Core elements mirror descriptions from industry playbooks at McKinsey & Company and academic treatments at University of Pennsylvania: tasks, transitions, actors, resources, data objects, and control logic. Actors include roles defined by human resources policies at IBM or automated agents built by teams at OpenAI and DeepMind. Resources range from assets tracked with systems by Accenture to cloud services from Amazon Web Services and Microsoft Azure. Data objects follow governance regimes influenced by General Data Protection Regulation and security frameworks advocated by National Institute of Standards and Technology. Control logic is expressed through notation such as Business Process Model and Notation promoted by Object Management Group.
Design practices draw on methods from Lean manufacturing, popularized through studies at Toyota Motor Corporation and research disseminated by Harvard Business School. Optimization techniques use operations research contributions from INFORMS and algorithmic approaches developed at Massachusetts Institute of Technology and Princeton University. Process mining, a field advanced at Eindhoven University of Technology and firms like Celonis, applies event-log analysis to detect bottlenecks; simulation approaches use platforms influenced by research at Sandia National Laboratories and Los Alamos National Laboratory. Change management and human factors integrate insights from Johns Hopkins University and London School of Economics casework.
Commercial suites from SAP SE, Oracle Corporation, IBM and cloud-native orchestration by Amazon Web Services, Google Cloud Platform, and Microsoft Azure dominate enterprise deployments; open-source projects from Apache Software Foundation and ecosystems nurtured by GitHub provide alternatives. Workflow engines include offerings from Camunda and libraries originating in research at University of California, Irvine; low-code/no-code platforms from companies like Salesforce and ServiceNow enable citizen developers.
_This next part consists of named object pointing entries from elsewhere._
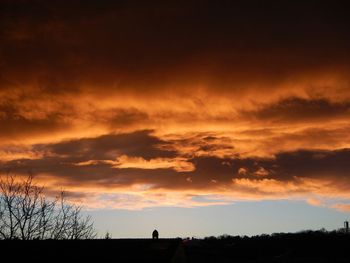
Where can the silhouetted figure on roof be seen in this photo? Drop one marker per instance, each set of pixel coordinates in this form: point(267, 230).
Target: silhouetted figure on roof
point(155, 234)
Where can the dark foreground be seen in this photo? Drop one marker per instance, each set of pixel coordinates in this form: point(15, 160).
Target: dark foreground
point(303, 247)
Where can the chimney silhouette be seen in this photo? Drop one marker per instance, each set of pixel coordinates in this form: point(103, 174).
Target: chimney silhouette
point(346, 226)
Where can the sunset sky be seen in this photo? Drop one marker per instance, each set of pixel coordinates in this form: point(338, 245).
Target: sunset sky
point(194, 117)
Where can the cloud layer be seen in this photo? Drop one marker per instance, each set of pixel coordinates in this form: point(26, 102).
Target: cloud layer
point(133, 104)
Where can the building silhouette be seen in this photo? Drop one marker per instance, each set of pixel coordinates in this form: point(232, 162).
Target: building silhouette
point(155, 234)
point(346, 226)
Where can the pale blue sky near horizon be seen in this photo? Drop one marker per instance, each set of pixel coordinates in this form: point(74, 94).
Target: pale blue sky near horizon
point(240, 218)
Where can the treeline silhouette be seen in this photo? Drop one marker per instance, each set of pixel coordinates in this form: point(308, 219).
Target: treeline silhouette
point(305, 246)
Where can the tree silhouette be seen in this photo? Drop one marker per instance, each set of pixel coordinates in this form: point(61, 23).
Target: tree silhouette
point(26, 213)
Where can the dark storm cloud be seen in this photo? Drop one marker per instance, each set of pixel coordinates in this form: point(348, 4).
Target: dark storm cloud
point(138, 42)
point(108, 147)
point(210, 172)
point(14, 124)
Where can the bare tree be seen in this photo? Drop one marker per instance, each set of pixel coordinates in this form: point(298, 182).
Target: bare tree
point(26, 213)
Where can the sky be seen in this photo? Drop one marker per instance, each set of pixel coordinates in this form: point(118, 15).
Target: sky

Integration with machine learning pipelines leverages toolchains from TensorFlow and PyTorch, while monitoring and observability borrow from systems developed at Grafana Labs and Elastic (company).
In healthcare, institutions such as Cleveland Clinic and Mayo Clinic implement clinical pathways and electronic health record workflows to improve outcomes; pandemic response programs at World Health Organization and Centers for Disease Control and Prevention illustrate rapid reconfiguration. Financial services at JPMorgan Chase and Citigroup use automated approvals and compliance workflows influenced by regulations from Financial Conduct Authority and European Central Bank. In scientific research, projects at CERN and Human Genome Project employ data-processing pipelines and coordination workflows. Creative industries at Walt Disney Company and BBC use production workflows for content delivery, while manufacturing case studies from Siemens and General Electric show assembly and supply-chain orchestration.